My Maritime Roots and Love for Tinkering

I'm a Mariner's granddaughter.  I was born and spent my early childhood in a coastal  town in the Philippines called Navotas, located north of Manila. It is dubbed as the "Fishing Capital of the Philippines" because the livelihood of many of its residences were derived directly or indirectly from fishing and its related industries. I was surrounded by shipyards, piers, ports, open fish markets, salty air and smell of patis (fish sauce). 

My big brother and I lived with my grandparents during the school years when we were children.

My Tatay Peles (grandfather) made his living from the Pacific Ocean by building engines for ships. He also owned commercial fishing boats. The nightly ritual was for my Tatay Peles to grill the day's catch for dinner. We would take walks to the beach pier at the end of the street to watch sunsets. He was also an avid collector of found artifacts from the Sea! I inherited some of the sea shells from his collection. 

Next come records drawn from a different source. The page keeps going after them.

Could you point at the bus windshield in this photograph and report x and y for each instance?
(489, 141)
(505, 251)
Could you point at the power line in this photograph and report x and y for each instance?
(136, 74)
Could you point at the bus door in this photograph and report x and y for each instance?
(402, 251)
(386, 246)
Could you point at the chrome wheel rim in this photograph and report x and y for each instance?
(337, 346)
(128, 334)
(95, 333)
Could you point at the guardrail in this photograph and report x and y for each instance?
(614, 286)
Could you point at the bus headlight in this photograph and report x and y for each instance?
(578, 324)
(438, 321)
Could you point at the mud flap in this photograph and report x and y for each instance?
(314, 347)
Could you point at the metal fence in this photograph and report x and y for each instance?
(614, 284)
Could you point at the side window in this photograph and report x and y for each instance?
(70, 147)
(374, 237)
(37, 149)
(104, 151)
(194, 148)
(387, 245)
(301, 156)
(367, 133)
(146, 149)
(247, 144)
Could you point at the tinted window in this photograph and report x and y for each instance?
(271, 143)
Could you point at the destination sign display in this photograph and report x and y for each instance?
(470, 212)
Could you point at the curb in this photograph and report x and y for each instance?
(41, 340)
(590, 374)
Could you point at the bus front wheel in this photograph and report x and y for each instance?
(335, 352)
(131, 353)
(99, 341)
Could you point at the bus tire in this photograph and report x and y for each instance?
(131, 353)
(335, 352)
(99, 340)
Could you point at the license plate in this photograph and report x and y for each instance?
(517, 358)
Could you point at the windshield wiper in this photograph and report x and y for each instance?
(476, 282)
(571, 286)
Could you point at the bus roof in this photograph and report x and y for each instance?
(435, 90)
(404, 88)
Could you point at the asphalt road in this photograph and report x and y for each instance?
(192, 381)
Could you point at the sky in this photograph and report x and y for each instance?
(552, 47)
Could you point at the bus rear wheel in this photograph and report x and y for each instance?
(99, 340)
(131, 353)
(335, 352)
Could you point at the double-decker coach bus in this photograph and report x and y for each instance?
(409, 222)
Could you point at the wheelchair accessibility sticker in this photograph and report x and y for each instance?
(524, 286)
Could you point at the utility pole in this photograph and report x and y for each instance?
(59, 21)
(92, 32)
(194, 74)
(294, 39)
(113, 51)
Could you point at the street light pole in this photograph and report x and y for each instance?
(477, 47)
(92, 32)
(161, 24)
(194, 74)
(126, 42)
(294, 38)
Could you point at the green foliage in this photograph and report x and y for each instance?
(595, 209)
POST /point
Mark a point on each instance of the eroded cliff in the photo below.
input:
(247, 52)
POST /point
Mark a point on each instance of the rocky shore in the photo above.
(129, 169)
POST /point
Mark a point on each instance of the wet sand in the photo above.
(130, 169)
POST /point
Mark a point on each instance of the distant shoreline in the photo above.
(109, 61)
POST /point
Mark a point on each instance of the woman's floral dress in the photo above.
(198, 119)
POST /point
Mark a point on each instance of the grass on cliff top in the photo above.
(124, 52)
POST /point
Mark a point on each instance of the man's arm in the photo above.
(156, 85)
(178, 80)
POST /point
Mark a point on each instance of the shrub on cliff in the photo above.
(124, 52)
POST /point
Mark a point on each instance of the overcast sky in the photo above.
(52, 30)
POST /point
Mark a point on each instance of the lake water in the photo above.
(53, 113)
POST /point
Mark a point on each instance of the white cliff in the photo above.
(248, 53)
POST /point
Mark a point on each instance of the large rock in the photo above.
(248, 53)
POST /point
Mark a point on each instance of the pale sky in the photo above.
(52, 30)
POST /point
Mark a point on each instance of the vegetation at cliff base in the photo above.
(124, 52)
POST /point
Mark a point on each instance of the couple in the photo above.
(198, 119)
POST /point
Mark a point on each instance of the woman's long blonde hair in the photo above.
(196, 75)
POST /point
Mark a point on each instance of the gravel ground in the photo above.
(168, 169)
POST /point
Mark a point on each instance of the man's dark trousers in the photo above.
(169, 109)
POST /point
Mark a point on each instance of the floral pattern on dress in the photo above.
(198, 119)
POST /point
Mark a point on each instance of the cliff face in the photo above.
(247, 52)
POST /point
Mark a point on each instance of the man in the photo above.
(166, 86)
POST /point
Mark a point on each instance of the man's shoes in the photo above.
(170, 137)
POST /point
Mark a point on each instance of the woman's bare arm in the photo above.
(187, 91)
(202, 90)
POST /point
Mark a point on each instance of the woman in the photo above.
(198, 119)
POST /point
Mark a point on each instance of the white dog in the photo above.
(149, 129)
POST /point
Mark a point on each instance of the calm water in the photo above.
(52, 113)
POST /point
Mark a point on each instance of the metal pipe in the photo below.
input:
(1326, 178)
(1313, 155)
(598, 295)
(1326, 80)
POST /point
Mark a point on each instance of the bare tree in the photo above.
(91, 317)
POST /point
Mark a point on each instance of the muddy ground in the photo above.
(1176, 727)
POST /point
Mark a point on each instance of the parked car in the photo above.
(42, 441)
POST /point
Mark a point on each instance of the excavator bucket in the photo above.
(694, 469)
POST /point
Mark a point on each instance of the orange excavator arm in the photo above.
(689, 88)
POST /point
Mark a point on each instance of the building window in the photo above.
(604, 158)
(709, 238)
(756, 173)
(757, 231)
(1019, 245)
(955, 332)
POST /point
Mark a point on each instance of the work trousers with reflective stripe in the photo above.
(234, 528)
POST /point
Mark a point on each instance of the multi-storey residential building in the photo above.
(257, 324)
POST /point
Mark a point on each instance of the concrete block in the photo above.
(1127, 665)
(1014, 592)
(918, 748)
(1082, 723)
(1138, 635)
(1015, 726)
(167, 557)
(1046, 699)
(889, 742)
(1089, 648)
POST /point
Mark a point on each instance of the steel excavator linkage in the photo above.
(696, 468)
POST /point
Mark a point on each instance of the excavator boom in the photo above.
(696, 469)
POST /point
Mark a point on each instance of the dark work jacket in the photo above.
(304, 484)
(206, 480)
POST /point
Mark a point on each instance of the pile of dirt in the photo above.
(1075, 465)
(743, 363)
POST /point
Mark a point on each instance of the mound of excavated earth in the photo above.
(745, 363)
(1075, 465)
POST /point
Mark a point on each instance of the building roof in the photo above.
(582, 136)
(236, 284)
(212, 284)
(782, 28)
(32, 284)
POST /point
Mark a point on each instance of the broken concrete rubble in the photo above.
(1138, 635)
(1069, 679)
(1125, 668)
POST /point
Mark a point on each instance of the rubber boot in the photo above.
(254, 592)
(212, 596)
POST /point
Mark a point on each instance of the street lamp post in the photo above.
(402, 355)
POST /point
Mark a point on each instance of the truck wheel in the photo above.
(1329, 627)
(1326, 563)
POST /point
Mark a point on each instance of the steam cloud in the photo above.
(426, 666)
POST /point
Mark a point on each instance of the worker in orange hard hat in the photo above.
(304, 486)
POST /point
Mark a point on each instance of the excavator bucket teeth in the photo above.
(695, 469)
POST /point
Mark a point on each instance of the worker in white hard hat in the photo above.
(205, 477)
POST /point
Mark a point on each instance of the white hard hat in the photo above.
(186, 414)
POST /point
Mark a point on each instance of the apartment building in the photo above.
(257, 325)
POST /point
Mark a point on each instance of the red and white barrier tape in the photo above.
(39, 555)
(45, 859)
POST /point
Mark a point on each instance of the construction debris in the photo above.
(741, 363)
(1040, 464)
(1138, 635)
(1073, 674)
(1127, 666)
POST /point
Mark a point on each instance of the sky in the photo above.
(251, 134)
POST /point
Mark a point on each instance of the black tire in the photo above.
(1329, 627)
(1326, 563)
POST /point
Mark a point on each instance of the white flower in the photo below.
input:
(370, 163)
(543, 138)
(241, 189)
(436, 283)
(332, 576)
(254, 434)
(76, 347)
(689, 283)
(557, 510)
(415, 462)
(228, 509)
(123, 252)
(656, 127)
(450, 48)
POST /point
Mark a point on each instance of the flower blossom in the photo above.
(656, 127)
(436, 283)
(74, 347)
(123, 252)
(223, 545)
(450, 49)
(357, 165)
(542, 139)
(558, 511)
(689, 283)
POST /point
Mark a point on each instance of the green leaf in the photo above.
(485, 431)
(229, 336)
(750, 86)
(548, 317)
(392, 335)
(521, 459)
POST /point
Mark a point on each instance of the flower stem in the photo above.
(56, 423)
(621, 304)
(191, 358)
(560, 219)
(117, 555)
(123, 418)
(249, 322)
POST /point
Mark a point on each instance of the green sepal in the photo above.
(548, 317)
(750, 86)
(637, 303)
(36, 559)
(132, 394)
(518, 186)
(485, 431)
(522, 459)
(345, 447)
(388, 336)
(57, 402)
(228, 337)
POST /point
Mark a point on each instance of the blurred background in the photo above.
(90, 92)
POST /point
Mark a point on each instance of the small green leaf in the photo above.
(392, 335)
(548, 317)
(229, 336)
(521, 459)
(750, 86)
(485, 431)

My Tatay Peles was also into into orchids, gardening, and crafting all kinds of beautiful things such as cabinets, sewing kit boxes, banisters and so much more. He put it in so much detail into his crafts. He was a very talented artisan.  I'm hoping that one of these days, my mom will pass down to me the Ship in the Bottle that he made. (Mom: I know I'l exactly where to put it in my studio...) I also would love to find the nautical maps from his sea travels to integrate them into my mixed media art pieces.

How I wish my grandfather is alive today, so we can enjoy creating and gardening together. But I definitely feel his creative spirit when I'm making art and from being around the same things that he treasured.

Thanks Tatay Peles for giving me such profound maritime influence and memories...

THE SEA (Pablo Neruda, On the Blue Shore of Silence)
I need the sea because it teaches me, 
I don’t know if I learn music or awareness,
if it’s a single wave or its vast existence,
or only its harsh voice or its shining
suggestion of fishes and ships.
The fact is that until I fall asleep,
in some magnetic way I move in
the university of the waves.
It’s not simply the shells crunched
as if some shivering planet
were giving signs of its gradual death;
no, I reconstruct the day out of a fragment,
the stalactite from a sliver of salt,
and the great god out of a spoonful.
What it taught me before, I keep. It’s air
ceaseless wind, water and sand.
It seems a small thing for a young man,
to have come here to live with his own fire;
nevertheless, the pulse that rose
and fell in its abyss,
the cracking of the blue cold,
the gradual wearing away of the star,
the soft unfolding of the wave
squandering snow with its foam,
the quiet power out there, sure
as a stone shrine in the depths,
replaced my world in which were growing
stubborn sorrow, gathering oblivion,
and my life changed suddenly:
as I became part of its pure movement.